Nun, in Anbetracht der damaligen Heilmethoden, die Aderlass und Operationen ohne Narkose beinhalteten, scheint die Homöopathie das deutlich geringere Übel gewesen zu sein. Aber bringt es wirklich etwas, Behandlungsmethoden aus dem Jahre 1796 anzuwenden?
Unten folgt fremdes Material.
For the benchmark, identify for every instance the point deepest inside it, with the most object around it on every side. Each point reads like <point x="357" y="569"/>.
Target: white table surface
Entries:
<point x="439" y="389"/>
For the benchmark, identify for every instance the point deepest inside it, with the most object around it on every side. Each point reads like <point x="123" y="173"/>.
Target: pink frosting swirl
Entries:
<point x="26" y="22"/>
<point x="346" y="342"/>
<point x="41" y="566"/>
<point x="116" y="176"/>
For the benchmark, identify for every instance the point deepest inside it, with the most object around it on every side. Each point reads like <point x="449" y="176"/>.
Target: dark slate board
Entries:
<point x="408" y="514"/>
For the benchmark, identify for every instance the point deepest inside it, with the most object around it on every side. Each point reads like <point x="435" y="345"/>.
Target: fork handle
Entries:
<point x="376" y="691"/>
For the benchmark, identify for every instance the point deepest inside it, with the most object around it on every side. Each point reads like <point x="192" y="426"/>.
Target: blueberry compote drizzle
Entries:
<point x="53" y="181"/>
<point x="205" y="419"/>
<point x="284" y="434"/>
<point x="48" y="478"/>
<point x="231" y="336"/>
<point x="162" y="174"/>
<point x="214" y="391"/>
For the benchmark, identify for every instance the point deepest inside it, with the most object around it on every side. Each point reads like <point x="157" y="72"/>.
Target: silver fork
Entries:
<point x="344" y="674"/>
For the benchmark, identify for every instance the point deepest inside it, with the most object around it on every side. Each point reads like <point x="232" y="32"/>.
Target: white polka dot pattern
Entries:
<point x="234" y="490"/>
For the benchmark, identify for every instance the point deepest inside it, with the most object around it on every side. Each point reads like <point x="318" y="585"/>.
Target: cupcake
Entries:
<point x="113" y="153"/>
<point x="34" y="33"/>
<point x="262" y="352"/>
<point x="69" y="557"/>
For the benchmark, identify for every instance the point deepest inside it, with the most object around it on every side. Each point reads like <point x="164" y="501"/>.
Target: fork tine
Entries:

Es muss nicht immer Chemie sein
Ich finde nicht. In meinem Selbstverständnis der Medizin, insbesondere der HNO- Heilkunde, steckt so viel Gehaltvolles, dass ich auf derartig wirre Theorien nicht setzen muss. Ich setze durchaus auch auf Verfahren, die nicht unbedingt einer schulmedizinischen Behandlung mit chemisch hergestellen Arzneimitteln entsprechen:
Als Ergänzung zu meinem umfassenden wissenschaftlich-akademischen Spektrum empfinde ich diese Therapieoptionen als hilfreich uns selbstverständlich. Hierbei erfolgt viel Aufklärung über die Ursachen der Beschwerden. Ich setzte auf den gesunden Menschenverstand meiner Patienten und Eigenverantwortung. Das entspricht meiner Meinung nach einer ganzheitlichen Medizin, nicht die angebliche Energie in Kügelchen, in denen keine Wirkstoff-Moleküle mehr existieren.
Homöopathie als komplementäre Medizin
Auch ich möchte das Zitat von Dr. Montgomery erwähnen: „Es ist eine Tatsache, dass Homöopathie vielen Menschen hilft. Wichtig ist, dass es jemand macht, der weiß, wann sie nicht mehr helfen kann“, dann könne man auf normale schulmedizinische Verfahren umsteigen. Er sehe die Homöopathie als eine komplementäre Medizin, die in Verbindung mit guter medizinischer Ausbildung durchaus sinnvoll sei, so Montgomery weiter.
Hier spricht ein Politiker, der mal Medizin studiert hat.
Ein Arzt für Homöopathie äußert in den Westphälischen Nachrichten, dass es „völlig anachronistisch“ sei, eine im Schwerpunkt „sprechende und zuhörende“ Medizin aus dem Medizinbetrieb zu verbannen. Mit einer „bedrohlicher werdenden technokratischen Medizin“ brauche man die Homöopathen dringlicher denn je.
Globuli – Kugeln, die zuhören
Diese Aussage hinterlässt bei mir einen bitteren Nachgeschmack. Ist eine sprechende und zuhörende Medizin an Bachblüten, Globuli und Schüßler-Salze gebunden? Welch ein Irrtum. Hier wird ein so wichtiger Teil der Arzt-Patienten- Beziehung einfach aus der Hand gegeben. Dabei müssten wir Ärzte sie stärken.
Wenn die größte Rechtfertigung homöopathischer Heilmethoden die Tatsache ist, dass der Therapeut eine intensivere Anamnese erhebt und sich mehr Zeit nimmt, kommt für mich nur eine Schlussfolgerung in Frage: Honoriert diese Kontaktzeit zwischen Arzt und Patient besser, dann werden deratige Zaubertränke überflüssig.